While the boats are gone, the waters were roiling with fish in plenitudes I have not witnessed in almost four decades on Shelter Island.
What’s going on? Bunker, also known as menhaden, are in such abundance this year that they are attracting humpback whales, who have come close to our shores looking for a meal.
You might think this is a fish story, but your intrepid reporter interviewed an eyewitness, Wade Kotula. Last Sunday he and Lucy Nystrom were delivering a boat to Connecticut when in Gardiner’s Bay just off Orient Beach, Lucy, spotted a large black object in the water just a few feet off the bow.
“It was moving sideways to us and then we saw a frenzy of bunker fleeing ahead of it. After it surfaced we realized it was a humpback whale,” Wade said. “The shape of its back was unmistakable. We turned the motor down and watched it feed for an hour. The plume of spray from its blowhole was awesome. It must have surfaced 40 times. We were in only 20 feet of water, so it was on or near the surface for long periods of time.”
While that sounds like a once-in-a-lifetime experience, Wade wasn’t done yet. “It gets even more amazing,” he said. “The next day we were coming back on the Cross Sound Ferry and we saw two humpbacks breeching. When they leapt into the air, their flukes were out of the water. The seas were really rough, so it was quite dramatic.”
My aquatic witnessing is less majestic, but also remarkable. My wife Deborah and I were getting in some last-of-the-season, early November sailing in our small Etchell’s.

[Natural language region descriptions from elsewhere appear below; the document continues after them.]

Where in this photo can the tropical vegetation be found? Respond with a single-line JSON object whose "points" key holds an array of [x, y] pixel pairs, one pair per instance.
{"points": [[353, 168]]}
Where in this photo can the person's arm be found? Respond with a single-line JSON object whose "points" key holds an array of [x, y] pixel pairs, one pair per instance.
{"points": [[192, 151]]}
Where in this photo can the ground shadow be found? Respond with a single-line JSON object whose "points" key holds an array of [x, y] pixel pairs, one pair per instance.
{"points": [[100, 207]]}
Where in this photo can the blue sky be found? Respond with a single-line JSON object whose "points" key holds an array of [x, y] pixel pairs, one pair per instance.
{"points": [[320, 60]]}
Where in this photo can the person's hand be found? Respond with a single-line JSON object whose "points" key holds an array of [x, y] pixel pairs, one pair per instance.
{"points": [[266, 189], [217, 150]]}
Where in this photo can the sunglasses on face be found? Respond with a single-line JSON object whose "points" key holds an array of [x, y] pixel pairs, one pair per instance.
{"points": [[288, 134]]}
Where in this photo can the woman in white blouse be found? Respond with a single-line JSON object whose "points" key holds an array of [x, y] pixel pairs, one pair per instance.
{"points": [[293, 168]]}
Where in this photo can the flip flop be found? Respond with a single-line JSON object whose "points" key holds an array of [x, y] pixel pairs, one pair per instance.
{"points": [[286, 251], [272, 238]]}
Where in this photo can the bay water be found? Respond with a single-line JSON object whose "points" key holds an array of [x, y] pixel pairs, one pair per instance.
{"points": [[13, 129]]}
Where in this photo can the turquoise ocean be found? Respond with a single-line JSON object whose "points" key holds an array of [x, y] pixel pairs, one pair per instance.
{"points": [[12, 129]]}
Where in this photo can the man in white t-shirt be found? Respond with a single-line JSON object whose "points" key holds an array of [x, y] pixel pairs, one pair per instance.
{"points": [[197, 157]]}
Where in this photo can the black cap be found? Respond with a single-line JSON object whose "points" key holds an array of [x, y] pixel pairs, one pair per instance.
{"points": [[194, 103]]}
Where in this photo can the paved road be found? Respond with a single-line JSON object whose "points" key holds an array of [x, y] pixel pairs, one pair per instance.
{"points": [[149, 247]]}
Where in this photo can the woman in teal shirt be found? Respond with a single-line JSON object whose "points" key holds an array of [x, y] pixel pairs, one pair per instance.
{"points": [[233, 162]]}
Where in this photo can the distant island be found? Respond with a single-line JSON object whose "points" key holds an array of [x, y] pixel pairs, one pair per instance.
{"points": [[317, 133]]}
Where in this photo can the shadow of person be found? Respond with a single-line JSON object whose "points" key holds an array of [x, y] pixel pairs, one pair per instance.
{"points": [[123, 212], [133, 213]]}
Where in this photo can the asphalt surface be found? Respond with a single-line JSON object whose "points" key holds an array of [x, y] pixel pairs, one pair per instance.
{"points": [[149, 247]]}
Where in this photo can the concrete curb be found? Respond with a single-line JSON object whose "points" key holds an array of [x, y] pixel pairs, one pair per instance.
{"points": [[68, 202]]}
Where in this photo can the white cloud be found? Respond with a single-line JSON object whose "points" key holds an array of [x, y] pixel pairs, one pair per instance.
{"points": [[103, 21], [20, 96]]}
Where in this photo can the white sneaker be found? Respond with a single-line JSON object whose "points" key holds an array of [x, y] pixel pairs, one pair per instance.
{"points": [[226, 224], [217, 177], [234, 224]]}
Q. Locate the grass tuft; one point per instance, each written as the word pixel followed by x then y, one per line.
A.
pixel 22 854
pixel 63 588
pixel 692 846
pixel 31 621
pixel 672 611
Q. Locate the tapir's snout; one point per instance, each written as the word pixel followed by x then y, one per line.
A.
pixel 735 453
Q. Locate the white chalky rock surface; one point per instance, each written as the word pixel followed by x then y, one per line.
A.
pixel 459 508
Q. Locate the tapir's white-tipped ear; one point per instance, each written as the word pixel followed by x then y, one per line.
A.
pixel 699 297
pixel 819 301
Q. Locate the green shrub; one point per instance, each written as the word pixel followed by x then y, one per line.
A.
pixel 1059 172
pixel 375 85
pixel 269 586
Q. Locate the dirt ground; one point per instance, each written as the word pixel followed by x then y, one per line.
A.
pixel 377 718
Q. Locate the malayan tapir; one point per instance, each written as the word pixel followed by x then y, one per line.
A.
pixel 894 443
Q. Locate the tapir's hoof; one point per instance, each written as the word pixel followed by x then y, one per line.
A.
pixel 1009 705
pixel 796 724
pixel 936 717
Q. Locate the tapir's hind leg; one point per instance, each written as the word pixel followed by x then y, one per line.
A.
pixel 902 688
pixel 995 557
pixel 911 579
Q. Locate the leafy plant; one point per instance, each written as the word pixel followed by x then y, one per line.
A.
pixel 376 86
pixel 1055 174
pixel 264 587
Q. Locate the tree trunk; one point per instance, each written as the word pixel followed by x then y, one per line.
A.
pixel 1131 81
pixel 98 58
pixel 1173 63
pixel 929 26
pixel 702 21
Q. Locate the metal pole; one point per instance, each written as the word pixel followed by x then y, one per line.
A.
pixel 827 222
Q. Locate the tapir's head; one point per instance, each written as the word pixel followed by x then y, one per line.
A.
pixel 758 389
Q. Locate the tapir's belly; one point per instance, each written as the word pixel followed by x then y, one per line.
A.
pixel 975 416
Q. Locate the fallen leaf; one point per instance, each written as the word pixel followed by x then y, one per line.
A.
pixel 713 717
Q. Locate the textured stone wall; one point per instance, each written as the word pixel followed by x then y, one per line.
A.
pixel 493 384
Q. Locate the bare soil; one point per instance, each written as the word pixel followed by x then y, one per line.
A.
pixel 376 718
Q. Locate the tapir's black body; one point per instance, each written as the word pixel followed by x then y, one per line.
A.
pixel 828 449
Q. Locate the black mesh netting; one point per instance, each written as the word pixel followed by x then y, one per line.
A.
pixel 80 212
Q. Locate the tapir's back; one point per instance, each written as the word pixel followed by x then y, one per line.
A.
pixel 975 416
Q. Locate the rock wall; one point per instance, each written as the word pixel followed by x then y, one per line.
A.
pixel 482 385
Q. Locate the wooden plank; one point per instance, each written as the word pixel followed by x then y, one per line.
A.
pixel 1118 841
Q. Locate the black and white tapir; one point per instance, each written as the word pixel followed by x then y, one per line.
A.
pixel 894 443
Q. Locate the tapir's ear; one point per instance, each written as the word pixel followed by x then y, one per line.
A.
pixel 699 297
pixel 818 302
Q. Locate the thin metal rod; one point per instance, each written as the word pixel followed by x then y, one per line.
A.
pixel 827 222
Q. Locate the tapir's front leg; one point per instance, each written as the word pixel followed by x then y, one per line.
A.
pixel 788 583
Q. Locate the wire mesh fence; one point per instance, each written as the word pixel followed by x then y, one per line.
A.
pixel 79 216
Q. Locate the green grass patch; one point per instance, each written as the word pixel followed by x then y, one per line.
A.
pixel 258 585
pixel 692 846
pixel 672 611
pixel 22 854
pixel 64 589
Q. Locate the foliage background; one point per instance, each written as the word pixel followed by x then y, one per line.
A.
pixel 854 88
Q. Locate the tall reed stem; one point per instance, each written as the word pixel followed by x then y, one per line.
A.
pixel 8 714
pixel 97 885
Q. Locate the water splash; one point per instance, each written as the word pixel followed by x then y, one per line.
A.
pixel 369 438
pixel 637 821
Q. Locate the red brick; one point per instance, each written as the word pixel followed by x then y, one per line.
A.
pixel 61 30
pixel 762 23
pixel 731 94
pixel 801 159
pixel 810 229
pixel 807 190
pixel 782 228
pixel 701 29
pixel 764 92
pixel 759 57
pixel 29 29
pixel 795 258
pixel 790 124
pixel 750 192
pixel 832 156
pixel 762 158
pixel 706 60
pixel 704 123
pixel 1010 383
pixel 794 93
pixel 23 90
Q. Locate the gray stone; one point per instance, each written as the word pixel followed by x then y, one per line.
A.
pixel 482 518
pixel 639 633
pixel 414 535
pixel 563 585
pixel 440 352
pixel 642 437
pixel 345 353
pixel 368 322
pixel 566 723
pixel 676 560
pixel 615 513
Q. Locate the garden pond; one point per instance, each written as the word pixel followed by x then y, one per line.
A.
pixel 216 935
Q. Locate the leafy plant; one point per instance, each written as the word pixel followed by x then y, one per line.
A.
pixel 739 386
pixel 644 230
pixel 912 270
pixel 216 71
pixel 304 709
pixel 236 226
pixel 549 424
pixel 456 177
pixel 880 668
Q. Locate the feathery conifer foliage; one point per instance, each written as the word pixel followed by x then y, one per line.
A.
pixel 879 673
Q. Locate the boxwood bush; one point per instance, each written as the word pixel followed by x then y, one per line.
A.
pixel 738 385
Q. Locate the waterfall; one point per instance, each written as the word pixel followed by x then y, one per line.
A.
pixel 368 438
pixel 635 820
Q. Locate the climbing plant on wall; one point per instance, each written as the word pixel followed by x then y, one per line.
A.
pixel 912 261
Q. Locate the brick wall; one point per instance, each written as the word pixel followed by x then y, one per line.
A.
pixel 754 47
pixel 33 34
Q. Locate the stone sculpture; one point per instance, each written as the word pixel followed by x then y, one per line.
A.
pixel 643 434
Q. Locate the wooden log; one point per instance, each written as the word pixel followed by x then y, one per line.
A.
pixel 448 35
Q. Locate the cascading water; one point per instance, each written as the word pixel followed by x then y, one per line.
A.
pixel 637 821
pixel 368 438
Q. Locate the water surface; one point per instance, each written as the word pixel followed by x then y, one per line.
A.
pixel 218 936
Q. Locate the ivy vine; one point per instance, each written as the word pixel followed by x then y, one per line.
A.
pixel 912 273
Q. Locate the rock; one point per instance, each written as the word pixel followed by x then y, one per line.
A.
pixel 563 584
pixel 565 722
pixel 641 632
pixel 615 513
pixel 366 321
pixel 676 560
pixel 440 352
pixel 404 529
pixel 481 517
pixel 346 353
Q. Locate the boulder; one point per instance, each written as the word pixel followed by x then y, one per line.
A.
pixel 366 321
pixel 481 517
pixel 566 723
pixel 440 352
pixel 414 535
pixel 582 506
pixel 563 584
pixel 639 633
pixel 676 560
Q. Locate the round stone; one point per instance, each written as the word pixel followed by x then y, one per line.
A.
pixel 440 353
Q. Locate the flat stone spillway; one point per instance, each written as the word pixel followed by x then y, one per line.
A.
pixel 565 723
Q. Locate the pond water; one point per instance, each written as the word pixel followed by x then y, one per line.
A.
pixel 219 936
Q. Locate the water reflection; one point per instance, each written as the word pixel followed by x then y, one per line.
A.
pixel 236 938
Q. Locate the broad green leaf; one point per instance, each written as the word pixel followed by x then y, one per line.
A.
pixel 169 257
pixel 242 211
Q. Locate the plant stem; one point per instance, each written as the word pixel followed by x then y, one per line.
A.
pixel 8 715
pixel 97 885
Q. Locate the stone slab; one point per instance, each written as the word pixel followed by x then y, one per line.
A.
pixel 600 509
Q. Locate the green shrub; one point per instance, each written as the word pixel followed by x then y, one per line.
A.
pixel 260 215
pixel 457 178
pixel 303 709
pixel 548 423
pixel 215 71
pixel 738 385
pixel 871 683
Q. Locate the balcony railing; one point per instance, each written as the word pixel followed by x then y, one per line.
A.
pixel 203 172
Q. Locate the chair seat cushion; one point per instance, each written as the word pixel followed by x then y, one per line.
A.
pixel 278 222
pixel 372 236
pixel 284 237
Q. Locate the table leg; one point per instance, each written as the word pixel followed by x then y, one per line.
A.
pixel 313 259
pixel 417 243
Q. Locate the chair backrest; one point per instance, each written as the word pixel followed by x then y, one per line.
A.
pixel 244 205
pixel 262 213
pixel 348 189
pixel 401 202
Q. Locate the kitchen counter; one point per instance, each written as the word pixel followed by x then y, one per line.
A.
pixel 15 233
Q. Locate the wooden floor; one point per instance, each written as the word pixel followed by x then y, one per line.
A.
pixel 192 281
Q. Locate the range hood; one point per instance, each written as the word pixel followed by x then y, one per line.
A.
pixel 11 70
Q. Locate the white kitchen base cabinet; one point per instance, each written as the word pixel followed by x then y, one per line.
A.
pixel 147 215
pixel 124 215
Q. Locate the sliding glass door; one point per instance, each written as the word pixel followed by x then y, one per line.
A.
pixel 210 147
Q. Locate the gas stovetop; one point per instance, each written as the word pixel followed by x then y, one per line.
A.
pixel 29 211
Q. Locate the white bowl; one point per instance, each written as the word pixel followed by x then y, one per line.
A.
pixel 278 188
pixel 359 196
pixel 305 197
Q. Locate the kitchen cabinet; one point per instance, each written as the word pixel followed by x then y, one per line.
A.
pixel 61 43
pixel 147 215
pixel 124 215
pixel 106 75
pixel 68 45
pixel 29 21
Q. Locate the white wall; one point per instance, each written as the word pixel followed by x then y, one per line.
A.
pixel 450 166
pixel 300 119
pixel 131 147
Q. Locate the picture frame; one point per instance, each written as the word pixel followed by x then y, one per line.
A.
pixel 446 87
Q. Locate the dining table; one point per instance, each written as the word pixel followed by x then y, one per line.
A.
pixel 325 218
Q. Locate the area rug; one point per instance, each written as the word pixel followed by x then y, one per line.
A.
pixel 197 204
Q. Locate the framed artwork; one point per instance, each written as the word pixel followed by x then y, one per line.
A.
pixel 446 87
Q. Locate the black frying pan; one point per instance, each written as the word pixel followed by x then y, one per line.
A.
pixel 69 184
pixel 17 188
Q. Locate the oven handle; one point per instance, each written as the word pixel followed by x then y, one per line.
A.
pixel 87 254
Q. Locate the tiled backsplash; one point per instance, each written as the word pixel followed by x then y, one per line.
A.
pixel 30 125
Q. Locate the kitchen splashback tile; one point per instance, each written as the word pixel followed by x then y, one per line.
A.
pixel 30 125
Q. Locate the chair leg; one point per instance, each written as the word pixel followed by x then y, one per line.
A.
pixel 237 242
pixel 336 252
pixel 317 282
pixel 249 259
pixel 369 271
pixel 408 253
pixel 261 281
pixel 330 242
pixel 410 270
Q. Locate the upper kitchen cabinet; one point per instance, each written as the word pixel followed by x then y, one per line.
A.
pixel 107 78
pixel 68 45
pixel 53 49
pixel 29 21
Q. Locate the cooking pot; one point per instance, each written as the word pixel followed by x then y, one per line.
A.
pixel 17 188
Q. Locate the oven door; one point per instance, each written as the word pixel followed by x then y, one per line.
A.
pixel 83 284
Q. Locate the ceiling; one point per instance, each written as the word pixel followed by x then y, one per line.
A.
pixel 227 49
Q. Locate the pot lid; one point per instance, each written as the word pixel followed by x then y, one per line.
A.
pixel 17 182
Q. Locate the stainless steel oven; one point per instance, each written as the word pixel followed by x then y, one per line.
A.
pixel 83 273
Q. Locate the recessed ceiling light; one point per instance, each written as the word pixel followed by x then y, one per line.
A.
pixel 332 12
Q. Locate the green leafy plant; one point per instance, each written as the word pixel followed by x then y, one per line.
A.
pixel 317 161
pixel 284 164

From the moment we left the mooring we were sharing the water with limitless numbers of bunker. They swim so close to the surface that their back fins stick out of the water. When the sunlight catches the fins, it looks like millions of sparkling diamonds on a blue background.
Schools were everywhere we went. Fish leapt in front of us creating an audible wave and turning the water into a white cloud as we caught up to them. As they moved in unison before us, they churned the water in wave after wave of motion. This went on for hours each time we went out, creating our own personal, thrilling episode of “The Blue Planet.” (We heard David Attenborough’s distinctive narration in our heads.)
One of the most memorable books I’ve read is “Sea of Slaughter,” by Farley Mowat. First published in 1984, the author describes what animal life was like on the eastern seaboard before the arrival of Europeans. In meticulous detail, he tells of the infinite abundance of fish, birds, whales and mammals.
The fecundity of animal life was more like science fiction than reality: cod so thick you could walk across them; lobsters by the billions crawling on the bay bottom; birds so numerous they darkened the sky for hours as they flew over; whales so abundant they could be hunted from canoes 100 feet offshore.
No one from the Old World had ever seen anything like it, so New World adventurers’ reports sounded implausible.
Sailing among the bunker gave us a tiny glimpse into this lost world, right here in our island’s waters.
It would have been nice, however, to have seen a whale.